Matt Brown Digs Deep Into an IP Camera's Firmware — and Finds a Hard-Coded Root Password
The VStarcam CB73 is an attractive-looking compact IP camera, but it comes with some security drawbacks.
Security researcher Matt Brown, of Brown Fine Security, has demonstrated why regulation against hard-coded passwords in Internet of Things (IoT) devices might not be a bad idea — by pulling the root password out of an off-the-shelf IP security camera.
"This is made by VStarcam," Brown explains of the camera on test, a compact CB73 security camera. "These are heavily marketed in south-east Asia. I picked this up in an electronics mall in Thailand. It's definitely something that is not very popular here in the States, so I thought it would be really cool to pull apart this hardware and the software to see how it ticks."

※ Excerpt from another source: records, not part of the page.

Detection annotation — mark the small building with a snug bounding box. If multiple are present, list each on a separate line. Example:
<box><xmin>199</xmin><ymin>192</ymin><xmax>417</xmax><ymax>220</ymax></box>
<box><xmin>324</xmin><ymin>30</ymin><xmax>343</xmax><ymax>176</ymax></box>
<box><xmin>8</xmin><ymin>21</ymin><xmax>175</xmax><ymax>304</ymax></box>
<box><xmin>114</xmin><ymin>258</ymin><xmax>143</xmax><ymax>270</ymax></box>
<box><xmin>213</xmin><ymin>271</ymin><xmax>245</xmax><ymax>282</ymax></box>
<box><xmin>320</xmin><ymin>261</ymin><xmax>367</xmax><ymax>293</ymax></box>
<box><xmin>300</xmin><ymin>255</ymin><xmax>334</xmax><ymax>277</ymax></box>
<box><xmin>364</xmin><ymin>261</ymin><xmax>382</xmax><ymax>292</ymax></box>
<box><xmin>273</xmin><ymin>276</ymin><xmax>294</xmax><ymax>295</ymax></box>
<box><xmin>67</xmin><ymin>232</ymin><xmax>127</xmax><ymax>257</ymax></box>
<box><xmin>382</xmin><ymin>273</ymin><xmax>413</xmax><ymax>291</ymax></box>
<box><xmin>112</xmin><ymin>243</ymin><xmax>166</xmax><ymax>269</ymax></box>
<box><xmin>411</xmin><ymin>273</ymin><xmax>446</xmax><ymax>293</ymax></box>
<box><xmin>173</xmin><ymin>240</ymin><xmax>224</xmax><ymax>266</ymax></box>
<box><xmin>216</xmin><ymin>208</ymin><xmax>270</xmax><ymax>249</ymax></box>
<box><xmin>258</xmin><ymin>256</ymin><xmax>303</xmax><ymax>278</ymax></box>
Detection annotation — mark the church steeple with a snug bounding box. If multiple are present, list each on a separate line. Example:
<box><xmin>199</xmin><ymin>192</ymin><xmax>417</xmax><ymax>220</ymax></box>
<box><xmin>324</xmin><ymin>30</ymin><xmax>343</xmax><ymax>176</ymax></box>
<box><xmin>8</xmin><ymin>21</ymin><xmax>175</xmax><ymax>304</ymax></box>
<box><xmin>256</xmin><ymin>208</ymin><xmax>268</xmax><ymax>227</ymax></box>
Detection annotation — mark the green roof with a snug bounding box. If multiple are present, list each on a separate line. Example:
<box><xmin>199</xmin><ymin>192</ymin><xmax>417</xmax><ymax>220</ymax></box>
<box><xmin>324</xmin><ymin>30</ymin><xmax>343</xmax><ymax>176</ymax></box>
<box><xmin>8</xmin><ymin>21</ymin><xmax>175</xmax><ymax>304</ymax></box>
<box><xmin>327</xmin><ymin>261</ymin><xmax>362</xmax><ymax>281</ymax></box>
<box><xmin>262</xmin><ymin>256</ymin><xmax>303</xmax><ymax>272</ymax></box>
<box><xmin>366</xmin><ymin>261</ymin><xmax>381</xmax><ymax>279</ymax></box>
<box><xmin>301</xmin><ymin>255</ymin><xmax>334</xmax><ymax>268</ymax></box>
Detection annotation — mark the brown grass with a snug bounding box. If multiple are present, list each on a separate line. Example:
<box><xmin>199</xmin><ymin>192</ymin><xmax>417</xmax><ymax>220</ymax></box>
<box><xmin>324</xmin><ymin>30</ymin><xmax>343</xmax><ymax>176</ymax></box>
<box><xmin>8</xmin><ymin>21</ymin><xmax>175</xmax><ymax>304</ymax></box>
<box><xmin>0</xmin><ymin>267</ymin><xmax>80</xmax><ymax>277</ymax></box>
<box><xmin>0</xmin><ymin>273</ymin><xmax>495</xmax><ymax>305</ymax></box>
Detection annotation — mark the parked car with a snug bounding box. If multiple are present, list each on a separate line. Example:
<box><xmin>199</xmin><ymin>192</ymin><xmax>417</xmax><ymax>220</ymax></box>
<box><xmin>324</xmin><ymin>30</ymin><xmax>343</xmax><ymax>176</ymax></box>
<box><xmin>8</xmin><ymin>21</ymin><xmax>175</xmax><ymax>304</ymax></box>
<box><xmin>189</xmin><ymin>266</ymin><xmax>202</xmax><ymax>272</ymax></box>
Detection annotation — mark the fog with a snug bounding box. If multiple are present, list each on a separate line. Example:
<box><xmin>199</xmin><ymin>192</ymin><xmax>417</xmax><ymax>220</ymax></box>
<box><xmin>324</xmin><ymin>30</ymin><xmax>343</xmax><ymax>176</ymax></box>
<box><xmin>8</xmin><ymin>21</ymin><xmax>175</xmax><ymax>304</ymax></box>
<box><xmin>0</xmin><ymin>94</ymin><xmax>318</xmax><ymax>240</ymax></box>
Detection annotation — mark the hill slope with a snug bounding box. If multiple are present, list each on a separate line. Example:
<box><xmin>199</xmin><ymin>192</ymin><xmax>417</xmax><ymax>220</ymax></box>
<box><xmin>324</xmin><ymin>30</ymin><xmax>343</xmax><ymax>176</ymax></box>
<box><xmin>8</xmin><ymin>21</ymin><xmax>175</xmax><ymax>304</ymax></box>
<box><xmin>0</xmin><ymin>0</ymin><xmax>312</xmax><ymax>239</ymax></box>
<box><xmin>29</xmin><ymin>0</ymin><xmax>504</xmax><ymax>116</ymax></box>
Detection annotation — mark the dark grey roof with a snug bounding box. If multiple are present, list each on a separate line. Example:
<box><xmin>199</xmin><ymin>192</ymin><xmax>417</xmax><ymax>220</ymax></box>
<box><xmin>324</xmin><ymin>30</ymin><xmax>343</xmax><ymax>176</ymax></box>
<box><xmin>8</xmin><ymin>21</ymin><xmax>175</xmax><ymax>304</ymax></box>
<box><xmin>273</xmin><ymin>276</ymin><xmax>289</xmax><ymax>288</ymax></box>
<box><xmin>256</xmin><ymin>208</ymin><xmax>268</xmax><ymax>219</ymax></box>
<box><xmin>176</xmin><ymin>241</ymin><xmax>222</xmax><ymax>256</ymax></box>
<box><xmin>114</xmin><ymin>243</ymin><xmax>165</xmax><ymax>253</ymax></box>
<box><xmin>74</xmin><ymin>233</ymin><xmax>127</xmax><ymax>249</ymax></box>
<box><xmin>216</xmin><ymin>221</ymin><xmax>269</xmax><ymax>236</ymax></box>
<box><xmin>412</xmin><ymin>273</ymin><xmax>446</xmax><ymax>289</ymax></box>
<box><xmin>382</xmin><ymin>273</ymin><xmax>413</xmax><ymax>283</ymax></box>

Brown initially began with a physical examination of the hardware inside the housing, before opting to target a flash module — putting it under a hot-air rework station and desoldering it from the board in order to ensure a clean dump of its contents using an external reader.
Initial analysis of the firmware revealed exactly what you'd expect: a Linux kernel and BusyBox operating system, making a bunch of connections to servers in China. The addresses for these servers were hard-coded in the firmware, which led Brown to investigate what else might be hard-coded.
Putting the flash chip back into the camera, Brown found the pins for a UART bus and was able to interrupt the boot process. By booting into a custom environment, he gained access to the root filesystem on the camera — and the /etc/passwd file, which included the username of an account with root permissions and a password hashed using an outdated algorithm: Descrypt, which uses the old Data Encryption Standard (DES).
Rather than rely on brute-forcing the password hash, though, Brown dug still deeper into the firmware, discovering a binary that appeared to be responsible for the creation of the file. Analyzing this with the Ghidra decompilation tool, Brown was able to walk through the process and discover something that should concern anyone with the same camera on their network: a hardcoded root password, identical on every model.
The full video is embedded above and available on Brown's YouTube channel.